Bloomberg reported that "Afghan women activists and some in the U.S. government have expressed concern that the Afghan government, in its desire to take insurgents off the battlefield and end the war, might bend to Taliban demands to curtail women's advances."

When the U.S. was exploring peace talks last March, Clinton said any deal reached from talks with insurgents must abide by the Afghan constitution, which enshrines rights for women.

Madam President?

Clinton has not only championed women's issues globally, but also broken down barriers when it comes to women and leadership here at home, according to Nichola Gutgold, Associate Professor of Politics at Penn State University and author of Almost Madam President: Why Hillary Clinton "Won" in 2008.
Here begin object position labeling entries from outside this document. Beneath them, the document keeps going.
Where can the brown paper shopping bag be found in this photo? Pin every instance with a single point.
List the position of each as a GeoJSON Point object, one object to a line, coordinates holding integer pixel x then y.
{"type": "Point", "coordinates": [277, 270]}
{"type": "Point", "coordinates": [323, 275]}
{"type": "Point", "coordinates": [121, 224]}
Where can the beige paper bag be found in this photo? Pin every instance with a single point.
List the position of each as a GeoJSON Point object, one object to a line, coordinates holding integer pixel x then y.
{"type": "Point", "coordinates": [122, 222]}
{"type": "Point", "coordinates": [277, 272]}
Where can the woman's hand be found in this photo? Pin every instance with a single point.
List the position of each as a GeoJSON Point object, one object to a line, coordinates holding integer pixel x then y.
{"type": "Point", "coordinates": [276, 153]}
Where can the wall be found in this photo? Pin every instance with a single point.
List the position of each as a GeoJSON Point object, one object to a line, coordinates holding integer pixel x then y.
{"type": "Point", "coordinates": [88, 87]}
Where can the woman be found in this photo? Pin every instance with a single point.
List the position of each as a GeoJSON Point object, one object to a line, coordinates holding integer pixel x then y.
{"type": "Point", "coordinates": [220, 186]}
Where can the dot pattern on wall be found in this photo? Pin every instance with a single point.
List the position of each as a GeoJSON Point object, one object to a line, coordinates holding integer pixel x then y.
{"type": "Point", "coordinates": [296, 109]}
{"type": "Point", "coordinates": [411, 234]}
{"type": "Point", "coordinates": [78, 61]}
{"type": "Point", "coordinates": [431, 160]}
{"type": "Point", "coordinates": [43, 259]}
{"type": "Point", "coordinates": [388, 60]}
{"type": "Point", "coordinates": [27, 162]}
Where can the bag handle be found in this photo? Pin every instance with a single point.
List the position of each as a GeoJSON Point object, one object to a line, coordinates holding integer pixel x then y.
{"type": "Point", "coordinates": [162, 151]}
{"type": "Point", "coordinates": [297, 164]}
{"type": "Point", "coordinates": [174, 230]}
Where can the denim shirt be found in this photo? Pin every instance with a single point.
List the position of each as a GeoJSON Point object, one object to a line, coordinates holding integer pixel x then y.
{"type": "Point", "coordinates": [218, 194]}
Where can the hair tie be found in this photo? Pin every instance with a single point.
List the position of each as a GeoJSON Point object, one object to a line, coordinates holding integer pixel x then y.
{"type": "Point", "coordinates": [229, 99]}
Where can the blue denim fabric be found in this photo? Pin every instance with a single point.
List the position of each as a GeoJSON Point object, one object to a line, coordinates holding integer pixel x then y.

Gutgold says Clinton has been a "spectacular role model" for women both in her position as secretary of the state and in her bid for the White House in 2008.

"One of our big problems in the United States is that we haven't elected a woman president ... Our daughters look at their social studies books that list the pictures of presidents of the country since George Washington and they determine at the tender age of 12 that 'it's not going to happen,'" Gutgold says.

She calls Clinton the first non-symbolic female candidate that helped us picture a woman in the White House.

"Clinton helped change the psyche of the American public to believe that a woman can be effective as president of the U.S.," she says. "She gave us not only an image of a woman president but the imagination that a woman can do it."

President Obama's praise of Clinton as one of his closest advisers in a side by side interview on 60 Minutes this week helped add to that image.

Gutgold also says Hillary Clinton helped women's leadership in the U.S. by being out there in public life, in her 60s, with a face that appears to be free of plastic surgery, botox, etc. and looking "appropriate" for her age.

"She does not look like a woman in her 60s who has been redone to look 40. I think many women in public life do not walk, they run to the nearest facial surgeon to get adapted to the TV screen," she says. Clinton showed us that looking your age is something to be proud of.

So will Clinton run for president? Who knows. But if she does she will certainly have a lot of women in the world cheering her on.